Thursday, January 15, 2009

1/9/2009 11:47:00 AM
400 years on, are we happy yet?

We’ve found a way to thrive, but in many areas of life we also face the danger of self-destruction.

Here's wishing you a very happy 400th birthday, Bermuda.

But what is it, exactly, that makes Bermuda happy?

After 400 years of toil and strife, success and triumph, wealth and rewards, I don't think we've figured out.

We licked the Spanish, ended slavery and made a whole heap of money.

So why aren't we happy?

We're a British colony that doesn't want to be British and doesn't want to be independent either.

We complain about the English, grumble about the Americans, scorn the Canadians, sneer at the West Indians, look down at the Asians, don't trust black people and don't trust white people either.

We boast that Bermuda is another world, but spend every penny we earn trying to build mini-skyscrapers and pyramid-shaped hotels and slick glass restaurants that make you think you are absolutely anywhere in the world except for where you really are.

After 400 years, it's probably less clear than ever what exactly it means to be a Bermudian, what a Bermudian looks like, what a Bermudian eats, how a Bermudian speaks, and what kind of structure a Bermudian lives and works in.

Some of it's just the way of the modern world. People fly around in jets, surf the net, work for international companies, and get educated in all kinds of different countries where they meet and marry all kinds of different people from even more different countries.

Then they come back to Bermuda and try to make as much money as they can.

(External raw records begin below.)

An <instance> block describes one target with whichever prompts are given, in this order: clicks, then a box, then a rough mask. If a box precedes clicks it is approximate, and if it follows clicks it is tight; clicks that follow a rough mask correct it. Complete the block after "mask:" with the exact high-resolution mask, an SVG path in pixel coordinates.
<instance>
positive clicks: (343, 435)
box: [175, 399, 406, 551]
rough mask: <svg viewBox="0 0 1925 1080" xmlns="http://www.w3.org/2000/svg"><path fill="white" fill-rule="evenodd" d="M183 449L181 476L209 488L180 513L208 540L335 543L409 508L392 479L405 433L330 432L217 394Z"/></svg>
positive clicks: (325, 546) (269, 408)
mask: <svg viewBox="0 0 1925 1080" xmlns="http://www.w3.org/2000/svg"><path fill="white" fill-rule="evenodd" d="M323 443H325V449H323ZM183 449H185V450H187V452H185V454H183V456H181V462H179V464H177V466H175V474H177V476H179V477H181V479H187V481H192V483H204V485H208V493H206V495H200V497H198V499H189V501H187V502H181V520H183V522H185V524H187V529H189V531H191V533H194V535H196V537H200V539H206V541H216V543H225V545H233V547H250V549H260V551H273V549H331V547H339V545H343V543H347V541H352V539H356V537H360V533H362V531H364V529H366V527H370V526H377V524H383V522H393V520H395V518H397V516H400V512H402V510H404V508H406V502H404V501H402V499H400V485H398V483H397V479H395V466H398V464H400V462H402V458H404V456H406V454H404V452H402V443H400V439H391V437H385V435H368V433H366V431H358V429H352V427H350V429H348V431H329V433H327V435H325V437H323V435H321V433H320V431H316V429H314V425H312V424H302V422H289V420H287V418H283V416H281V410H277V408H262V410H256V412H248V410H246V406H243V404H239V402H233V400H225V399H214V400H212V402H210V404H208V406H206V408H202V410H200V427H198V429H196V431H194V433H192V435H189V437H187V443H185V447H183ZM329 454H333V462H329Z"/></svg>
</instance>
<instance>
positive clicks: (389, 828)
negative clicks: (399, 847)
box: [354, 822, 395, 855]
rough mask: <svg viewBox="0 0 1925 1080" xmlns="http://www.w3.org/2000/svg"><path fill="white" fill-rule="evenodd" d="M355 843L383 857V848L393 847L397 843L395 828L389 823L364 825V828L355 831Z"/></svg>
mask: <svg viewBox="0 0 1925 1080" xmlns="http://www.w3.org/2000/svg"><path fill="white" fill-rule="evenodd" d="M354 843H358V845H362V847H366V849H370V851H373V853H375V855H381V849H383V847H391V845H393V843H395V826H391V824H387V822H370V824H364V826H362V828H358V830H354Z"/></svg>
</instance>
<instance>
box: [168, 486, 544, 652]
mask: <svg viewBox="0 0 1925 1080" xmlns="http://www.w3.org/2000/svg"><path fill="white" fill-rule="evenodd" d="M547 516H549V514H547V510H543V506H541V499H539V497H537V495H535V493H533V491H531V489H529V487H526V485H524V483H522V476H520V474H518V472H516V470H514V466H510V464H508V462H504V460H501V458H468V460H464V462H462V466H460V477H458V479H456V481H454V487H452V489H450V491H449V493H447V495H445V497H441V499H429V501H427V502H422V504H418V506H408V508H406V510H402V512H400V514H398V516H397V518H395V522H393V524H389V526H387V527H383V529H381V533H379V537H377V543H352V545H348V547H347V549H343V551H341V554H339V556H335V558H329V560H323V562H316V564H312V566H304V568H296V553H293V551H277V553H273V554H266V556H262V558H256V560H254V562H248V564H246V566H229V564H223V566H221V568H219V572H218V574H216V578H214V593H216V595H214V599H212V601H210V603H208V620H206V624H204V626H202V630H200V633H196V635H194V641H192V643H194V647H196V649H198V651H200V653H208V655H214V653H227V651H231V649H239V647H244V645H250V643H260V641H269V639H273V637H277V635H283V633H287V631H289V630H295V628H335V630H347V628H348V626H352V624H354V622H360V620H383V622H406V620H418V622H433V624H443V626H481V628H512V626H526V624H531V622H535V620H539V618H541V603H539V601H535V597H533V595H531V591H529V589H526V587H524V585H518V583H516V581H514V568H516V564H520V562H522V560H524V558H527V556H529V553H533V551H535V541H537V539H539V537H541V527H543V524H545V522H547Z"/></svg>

One thing we can say for certain is this: If we'd spent as much time pursuing happiness over the last 400 years, as we'd spent pursuing money, we'd be... well, a lot happier.

Scientists have been studying happiness more and more and, when you look at their conclusions, it's not hard to see a lot of ways where Bermuda has gone wrong over the last 400 years.

The happiest people

USAToday summarized the research quite neatly:

"The happiest people surround themselves with family and friends, don't care about keeping up with the Joneses next door, lose themselves in daily activities and, most important, forgive easily."

The International Institute of Management has suggested seven criteria for measuring something far more important than our Gross National Product - our Gross National Happiness.

Economic Wellness: Our economy is thriving, compared to most places. But wealth gaps (white vs black, local vs expat) create grievances. Prices are painfully high for ordinary working people... while home prices are debilitating. A lot of people move to North America just to make ends meet.

Environmental Wellness: We're a beautiful island, slowly destroying itself. Planning regulations are routinely ignored or by-passed, roads are over-crowded, litter is abundant, and high population leaves people living cheek-by-jowl. Whatever happened to sustainable development?

Physical Wellness: We're pretty healthy...except for rampant diabetes and obesity (most adults are overweight) not to mention traffic injuries and traffic fatalities.

Mental Wellness: Judge for yourself.

Workplace Wellness: There's pretty much full employment - but a pretty large segment of the workforce doesn't feel it's getting a fair shake - witness the concerns about foreigners getting the best jobs. Two or three weeks of standard vacation that most private-sector workers receive is one of the stingiest in the world.

Social Wellness: Discrimination, safety, divorce rates, complaints of domestic conflicts and crime rates... you know we aren't happy in this department. And don't forget the huge social chasms created by racial separation, public vs private education, local vs international business wealth and culture, and the tears start to flow.

Political Wellness: The good news isn't we aren't killing ourselves, we aren't at war, and our governments are elected democratically. But much of the community is convinced that corruption is a serious problem, divisiveness and animosity between political parties runs high, and there is little individual involvement or access to information.

So happy 400th, Bermuda. We've learned how to thrive, but are we really having fun yet?